Seçilen 12 üye ilk toplantısını Genel Sekreter başkanlığında yapar, ve komisyon ilk iş olarak başkanını seçer. İkinci iş olarak da üniversitenin paydaşları arasından (meslek kuruluşları, kamu kuruluşları, STKlar, vs) önde gelen ilk 3 paydaşı belirler ve onlardan komisyona birer üye tayin etmelerini ister. Bu üyelerin de belirlenmesiyle Rektör Seçim Komisyonu kurulmuş olur, ve komisyon görevine başlar. Komisyon üyeleri rektörlüğe aday olamazlar. Olmaları durumunda Seçim Komisyonu üyelikleri düşer. Bu durumda ilgili birim yeni bir üye seçerek boşalan üyelik pozisyonunu doldurur.
Komisyonun Çalışması
Komisyon, rektörün, göreve başlama tarihinden en az 15 gün önce belirlenmesini mümkün kılacak şekilde bir çalışma takvimi hazırlar, ve çalışmalarını bu takvime göre yürütür. Komisyon, rektörde aranan olmazsa olmaz özellikler ile (profesörlük ünvanına sahip olmak gibi) tercih sebebi olan özellikleri (liderlik vasfı, yönetim tecrübesi, başarılı bir akademik kariyer, iletişim becerisi, üniversite vizyonu gibi) belirler. Adayda ananan özelliklerin açıkça belirtildiği bir ilan metni ile yazılı ve elektronik ortamda ulusal ve gerekli görürse uluslararası medyada rektörlük pozisyonu ilan edilir, ve üniversite içi ve dışından adaylar elektronik olarak başvurmaya davet edilir. Başvuru evrakı olarak adaylardan sadece özgeçmişleri, kendileri hakkında referans verebilecek 5 kişinin isim ve iletişim bilgileri ve yönetim anlayışları ile rektörlüğe seçilmeleri halinde önceliklerinin ne olacağını ifade eden bir vizyon metni göndermeleri istenir. Komisyon başkanı, son başvuru tarihine kadar gelen tüm başvuruları elektronik ortamda komisyon üyelerine gönderir, ve onlardan tüm adaylara 0 ile 10 arasında puan vermelerini ister. Komisyon başkanı puanlama sonuçlarını her adayın her bir komisyon üyesinden aldığı puanı da gösteren bir elektronik dosyada özetler, ve adaylar aldıkları toplam puana göre sıralanır. Eğer 5’den fazla başvuru olmuşsa, en çok oy alan 5 aday dışındaki tüm adaylar elenir. Eşitlik halinde, komisyon eşit puanlı adayları tekrar oyluyarak veya müzakere ederek son adayı belirler. Ancak, kurum dışından asgari şartları sağlıyan başvuru olması halinde, bu 5 adaydan en az biri kurum dışından olmalıdır.

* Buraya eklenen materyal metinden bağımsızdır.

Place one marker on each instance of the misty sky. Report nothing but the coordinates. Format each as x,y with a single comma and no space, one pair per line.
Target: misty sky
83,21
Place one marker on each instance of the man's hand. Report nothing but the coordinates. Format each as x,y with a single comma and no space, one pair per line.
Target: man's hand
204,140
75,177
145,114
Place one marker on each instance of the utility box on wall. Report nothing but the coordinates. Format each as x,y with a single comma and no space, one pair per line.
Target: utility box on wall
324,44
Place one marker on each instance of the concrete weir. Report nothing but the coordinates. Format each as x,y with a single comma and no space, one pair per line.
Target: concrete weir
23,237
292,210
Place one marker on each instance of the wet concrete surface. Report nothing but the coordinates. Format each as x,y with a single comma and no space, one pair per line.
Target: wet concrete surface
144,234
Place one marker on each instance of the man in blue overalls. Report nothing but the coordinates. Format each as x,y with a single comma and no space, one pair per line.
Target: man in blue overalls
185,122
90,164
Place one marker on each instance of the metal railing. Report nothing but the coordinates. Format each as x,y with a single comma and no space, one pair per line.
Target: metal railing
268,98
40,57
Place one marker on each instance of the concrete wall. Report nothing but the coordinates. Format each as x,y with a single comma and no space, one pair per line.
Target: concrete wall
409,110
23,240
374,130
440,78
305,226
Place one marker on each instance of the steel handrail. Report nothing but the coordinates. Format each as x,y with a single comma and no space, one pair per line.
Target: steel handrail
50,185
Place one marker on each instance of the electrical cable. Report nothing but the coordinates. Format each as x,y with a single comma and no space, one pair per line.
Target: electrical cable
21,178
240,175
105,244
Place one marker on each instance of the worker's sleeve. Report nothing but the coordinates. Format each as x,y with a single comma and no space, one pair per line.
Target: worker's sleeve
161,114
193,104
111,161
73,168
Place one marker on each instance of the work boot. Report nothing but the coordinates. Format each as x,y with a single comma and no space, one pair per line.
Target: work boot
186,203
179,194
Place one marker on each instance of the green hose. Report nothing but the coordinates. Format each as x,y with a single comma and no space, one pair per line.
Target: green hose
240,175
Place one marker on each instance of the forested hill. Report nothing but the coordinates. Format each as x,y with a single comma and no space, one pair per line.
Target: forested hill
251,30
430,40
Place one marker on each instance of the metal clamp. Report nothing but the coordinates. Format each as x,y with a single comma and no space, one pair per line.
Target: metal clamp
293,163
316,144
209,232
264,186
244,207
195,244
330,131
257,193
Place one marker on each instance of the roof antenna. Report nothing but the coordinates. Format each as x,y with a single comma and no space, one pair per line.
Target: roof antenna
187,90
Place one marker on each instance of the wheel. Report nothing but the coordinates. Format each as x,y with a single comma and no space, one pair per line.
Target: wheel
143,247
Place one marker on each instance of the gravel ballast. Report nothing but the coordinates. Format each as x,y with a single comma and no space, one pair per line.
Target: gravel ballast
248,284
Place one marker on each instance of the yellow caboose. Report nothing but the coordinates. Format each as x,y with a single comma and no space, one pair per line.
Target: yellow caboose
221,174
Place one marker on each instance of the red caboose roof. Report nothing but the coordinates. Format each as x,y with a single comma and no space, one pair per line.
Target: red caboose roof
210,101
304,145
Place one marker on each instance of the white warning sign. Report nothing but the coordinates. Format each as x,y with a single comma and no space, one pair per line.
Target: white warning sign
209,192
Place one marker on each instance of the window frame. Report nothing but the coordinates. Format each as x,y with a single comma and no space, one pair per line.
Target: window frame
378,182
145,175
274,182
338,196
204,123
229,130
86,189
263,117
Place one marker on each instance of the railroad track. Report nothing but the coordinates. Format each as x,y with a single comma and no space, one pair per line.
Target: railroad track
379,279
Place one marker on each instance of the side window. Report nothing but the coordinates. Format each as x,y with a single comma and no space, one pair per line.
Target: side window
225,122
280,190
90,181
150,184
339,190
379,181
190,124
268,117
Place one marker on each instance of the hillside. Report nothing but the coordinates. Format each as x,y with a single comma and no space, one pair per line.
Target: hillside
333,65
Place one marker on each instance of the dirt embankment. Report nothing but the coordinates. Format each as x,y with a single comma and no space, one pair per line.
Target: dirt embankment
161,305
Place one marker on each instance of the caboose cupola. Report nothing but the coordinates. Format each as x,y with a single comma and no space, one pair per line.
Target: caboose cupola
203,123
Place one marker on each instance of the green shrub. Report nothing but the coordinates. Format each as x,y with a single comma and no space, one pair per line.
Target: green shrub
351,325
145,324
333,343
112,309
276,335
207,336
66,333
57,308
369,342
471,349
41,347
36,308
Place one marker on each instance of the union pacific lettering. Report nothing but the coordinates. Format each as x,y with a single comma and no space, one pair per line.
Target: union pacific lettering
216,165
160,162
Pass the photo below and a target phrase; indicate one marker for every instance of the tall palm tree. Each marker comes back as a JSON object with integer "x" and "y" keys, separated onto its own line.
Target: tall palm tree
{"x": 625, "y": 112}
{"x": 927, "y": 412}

Komisyon, finale kalan her bir adayın referans olarak verdiği isimlerden birer referans mektubu talep eder, ve referanslardan aday ile ilgili soruları cevaplamasını ister. Komisyon uygun görürse adaylar hakkında başka kişilerden de görüş alabilir ve değerlendirme istiyebilir, ve özgeçmişteki bilgilerin doğruluğunu araştırabilir. Komisyon, bu öndeğerlendirmeler ışığında, finale kalan her bir aday ile kapsamlı mülakatlar yapar. Ayrıca, her bir adayın tüm öğretim üyelerinin davet edildiği ve komisyon üyelerinin de katıldığı toplantılarda sunum yapması ve öğretim üyelerinin sorularına cevap vermesi istenir. Böylece ilgili öğretim üyelerinin de her bir adayı yakından tanımasına fırsat verilmiş olur. Bu toplantılardan sonra arzu eden öğretim üyeleri adaylar hakkındaki görüşlerini komisyona bildirebilir.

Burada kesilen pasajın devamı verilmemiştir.